When considering supply-chain attacks against your organization, think of everyone who has access to your network. This may include:
- Building Maintenance (HVAC, Plumbing, Electrical)
- Accounting Firms
- Legal Firms
- Benefit Companies
- Alarm Companies
- Managed Service Providers (IT, Security, etc.)
- Partner Companies
Why Attacker’s Target Your Vendors
Generally speaking, if you are a large organization, and if you are reading this blog, you have probably invested time and effort into your security. However, your organization’s security is only as strong as its weakest link. It is likely that your vendors are not investing the same amount of time and money into their own security programs. Based on our experiences, we have seen the following weaknesses with vendors:
- Weak or shared passwords – Often, a vendor will use the same password across all of their clients. This makes life easier for them to gain access and put out fires, but it also means that if they are compromised or even one of their clients is compromised, the attacker may be able to obtain that shared password.
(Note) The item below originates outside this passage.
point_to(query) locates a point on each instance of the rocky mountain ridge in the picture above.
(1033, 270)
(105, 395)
This puts your network at risk immediately, even though your systems weren’t the original point of compromise. Additionally, shared passwords are often not being protected properly, as they are passed among administrators, stored in files, written down, not rotated often, etc.
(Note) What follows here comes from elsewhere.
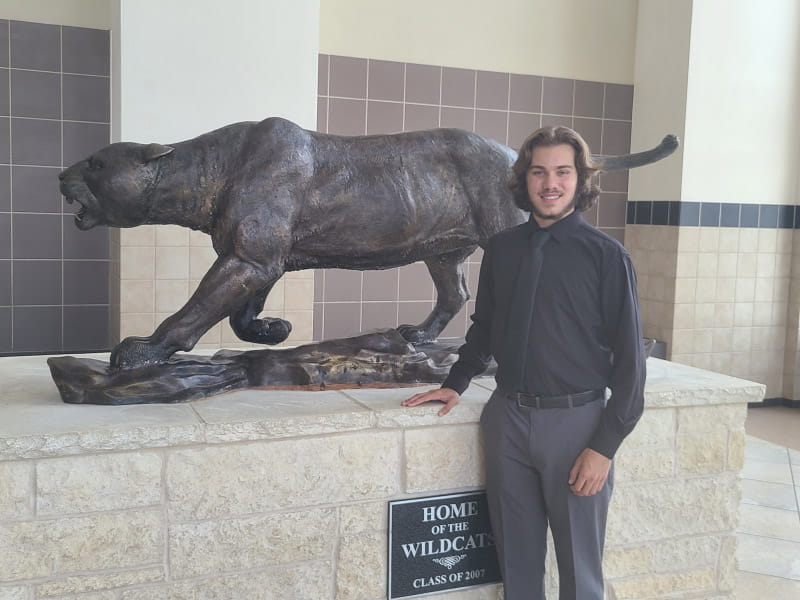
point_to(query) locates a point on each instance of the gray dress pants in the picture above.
(528, 455)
- Weak security posture on their network – Many vendors, even if they are secure about how they manage your data, are not being proactive about their own security posture. Therefore, an attacker may target their organization directly in order install a key-logger or gain access to their password manager, providing access to all their clients.
- Not maintaining organizational standards – Many times when we are doing a penetration test, we’ll find a server that is missing security patches, has default credentials, or contains some other weakness that allows us to gain an initial foothold on a network. Sometimes, we find out that this server was placed there by a third party or owned/operated by a third party. These vendor organizations may not maintain their systems using the same organizational security standards you employ.
What Can You Do About It
Now that we have explored some supply chain information security risks, and hopefully opened your eyes to their danger, there are some things you can do. At Triaxiom Security, we perform vendor risk assessments that analyze all of the third parties within an organization and categorize the risk associated with each of them, based on what level of access they have and what kind of data they possess. In general, the following are recommendations that we have provided to organizations in the past to better manage these risks:
- Ensure contracts are in place that spell out the security requirements. These should include non-disclosure agreements, an indemnity clause, a right to audit clause, etc. If you are expecting your vendors to protect your information or connect to your organization securely, these need to be stated in the contract.
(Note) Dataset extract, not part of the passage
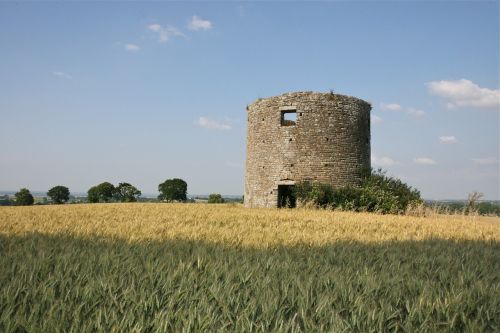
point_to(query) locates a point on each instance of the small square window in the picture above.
(288, 118)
- Practice the principal of least privilege. Make sure you are taking a good look at the permissions you assign to each vendor and each of their users. These should be locked down as much as possible to let them do their job, but nothing else. Additionally, if possible, segment this vendor to a dedicated VLAN of the network that is meant for third-party access. For example, the HVAC company in the Target data breach has no reason to see point-of-sale terminals. They just need to monitor their HVAC equipment. So why were they able to?
- Require individual accounts. Each individual employee of a third party accessing your network should be required to have a unique account. This helps break the pattern of them reusing the same password across clients and ensures non-repudiation for forensic purposes.
- All remote access should have multi-factor authentication. Remote access is one of the riskiest aspects of your security posture, as it allows an external user (employee or vendor) to gain access to the internal network. As such, it needs the highest level of protection. Although we recommend multi-factor authentication everywhere, remote access is the most important and a great starting point.
- Audit your vendors. Make sure they are having penetration tests completed by a reputable third party. If they want your business, they will find a way to get them done which will do nothing but help in the long run. Especially as more and more of their clients are demanding it. Although you may run into roadblocks if you try recommending your own penetration testing firm to perform the tests, this can be a good way of ensuring they aren’t just getting a “check the box” penetration test that does nothing to identify the real risks.